In its pre-budget submission, the legal lobby group says the Fair Deal scheme, which offers financial support to people needing long-term care, is potentially hampering the release of housing stock and contributing to the level of vacant houses in Ireland.
The society said the way the Fair Deal scheme is currently structured makes it less attractive for a homeowner going into a nursing home, or their beneficiaries, to either sell their home, or rent it.
Under the rules as they stand, selling the property would see its full value assessed as part of the financial means of the nursing home resident and go to meet the cost of their care.
By holding on to the property, vacant, only a percentage of the property value is assessed as means and only over the first three years of care. This sum is not payable until the property is sold after the nursing home resident’s death.
If rented, any income from the rent of the house is not paid to the Fair Deal applicant.
There are currently about 23,500 people availing of the Fair Deal scheme in Ireland.

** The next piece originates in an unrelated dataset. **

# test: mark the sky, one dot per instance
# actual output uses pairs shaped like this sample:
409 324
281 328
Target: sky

The Law Society recommends that, if such a house is sold as someone’s main residence, the proceeds should be assessed on the same basis as if the house had not been sold.
It also wants the Fair Deal applicant to be able to keep more than 20 per cent of the rental income should they choose to rent it.

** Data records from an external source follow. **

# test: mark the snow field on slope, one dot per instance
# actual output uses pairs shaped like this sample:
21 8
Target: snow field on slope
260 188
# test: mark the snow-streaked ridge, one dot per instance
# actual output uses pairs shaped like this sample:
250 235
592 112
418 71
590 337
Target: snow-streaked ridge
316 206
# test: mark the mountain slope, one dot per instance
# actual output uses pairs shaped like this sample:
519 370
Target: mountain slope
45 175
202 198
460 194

“This, in our view, could potentially release some housing stock,” the society says.
‘Profound negative impact’
It also wants greater consultation on key tax changes in Budget 2019, noting that last year’s decision, to increase the rate of stamp duty on commercial property transactions had a “profound negative impact” on the Irish property market, undermined confidence and created “harmful uncertainty” for property buyers.
“On top of the financial burden this late change caused, it created significant uncertainty in a particularly sensitive market.” said Gavin McGuire, solicitor and chair of the society’s taxation committee.
Now the society wants the Government to introduce a formal technical consultation period between the budget and the Finance Bill, akin to the approach in the UK.
“We believe a similar process would be hugely beneficial, allowing legal practitioners and other expert professionals assist the Oireachtas to achieve its legislative aims,” Mr McGuire said.
The society also wants Government to address the unfair position of qualifying benefits to disabled persons in the case of intestacy, and to address the issue of the Revenue Commissioners, in the event of divorce, not recognising Pension Adjustment Orders.
“The practice discriminates against the second family and runs contrary to the constitutional safeguards granted to divorce,” the society argues.
It also sets out suggestions for improving Ireland as a holding company location.